Motivación existencial

Ricón para pequeñas reflexiones ahora que las puestas de sol se ven desde los cuarenta...
por Dondo Moreno




lunes, 2 de julio de 2018

Un grito en suspenso



Andaba a paso lento. Por alguna razón todo lo que tenía a mi alrededor estaba oculto, escondido detrás de una espesa niebla, que volvía todo a mi alrededor más siniestro si cabe, al ser de noche.

Aun así parecía estar tranquilo. Caminaba sin parar, sin dejar de mirar al frente. Sin saber en realidad hacia dónde iba.

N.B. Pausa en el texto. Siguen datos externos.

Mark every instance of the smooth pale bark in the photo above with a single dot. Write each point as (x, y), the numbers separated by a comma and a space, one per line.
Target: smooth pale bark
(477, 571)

Un silencio impenetrable lo envolvía todo. Ni tan siquiera oía el ruido de mis zapatos pese a ir pisando por un suelo de adoquines.

 De repente sentí ruido de pasos, cada vez más próximos que se acercaban por mi espalda. Eran pasos acompañados de gritos de niño. Noté como me daban alcance. Seguía sin ver nada ni a nadie pero sentía sus carreras, sus chillidos, farfullaban palabras que mis oídos no acertaban a entender. Acompañado por ese ambiente que me recordaba al de un patio de colegio, mis pies siguieron su camino, sobre ese sendero de pavés que se había convertido en una especie de recreo, cuando de pronto escuché un ladrido. 

Al principio se oía lejos, muy lejos, tal vez porque aún se confundiera con las voces de mis invisibles compañeros de peregrinaje. Luego el ladrido se fue haciendo más nítido, más cierto, y lo que es peor, más cercano. 

En apenas un momento aquella garganta de animal que ladraba solitaria y remota se hizo acompañar por unas cuantas más. Era toda una jauría que se acercaba por detrás, Oía como las patas pisaban con sus almohadillas el suelo acompañados por gruñidos y jadeos que me daban la certeza de que venían  a toda velocidad, al galope.

Fue entonces cuando comencé a correr. Mis ojos ahora no levantaban la mirada del suelo por miedo a no saber dónde estaba pisando. Mi frente empezó a sentir como se formaban gotas de sudor que inundaron primero toda mi cara y luego corrían hacia el cuello creando una sensación cada vez mayor de sofoco y de angustia. Mi boca se abría exageradamente buscando aire. El cansancio poco a poco iba haciendo mella en mis piernas.

Pero yo corría, corría como si me fuera la vida en ello. 

Entonces fue cuando la vi. En medio de la espesa niebla al fin algo se divisaba. Una puerta de hierro forjado, de barrotes grandes que cerraba el paso a lo que parecía una gran finca de paredes altísimas.

No me quedaba otra. Aquella puerta era mi única posibilidad. Tenía que llegar a ella e intentar subirme.

¿Dónde estaban los demás? Ya nadie corría a mi lado; tal vez todos ya hubieran saltado y estuvieran esperándome al otro lado.

Al fin llegue a la reja. Mis manos se agarraron con fuerza al hierro. Estaba frío y húmedo, lo suficientemente resbaladizo como para que mis manos no fueran capaces de agarrarse bien. Aun así di un salto, conseguí encaramarme hasta una primera altura, justo donde la verja tenía una traviesa que me permitió apoyar el pie.

Cuando iba a intentar dar un segundo empujón para elevarme un poco más fue cuando uno de los perros que me perseguían me dio alcance. Sentí como sus fauces se metían en mi entrepierna, como la mandíbula se cerraba sobre mis testículos.
¡Ayyyy, grité! Con la almohada empapada en sudor, me desperté y con mi grito a mi pobre hermano que compartía habitación conmigo y que a poco de encender la luz, me miraba con los ojos entrecerrados, con cara de no entender nada.

Yo en cambio lo entendía todo.

A la mañana siguiente tuve mi examen de gimnasia. Fui incapaz de saltar el caballo, de dar la vuelta en el plinto, de subir por la cuerda... 

Lógicamente, y como siempre, suspendí.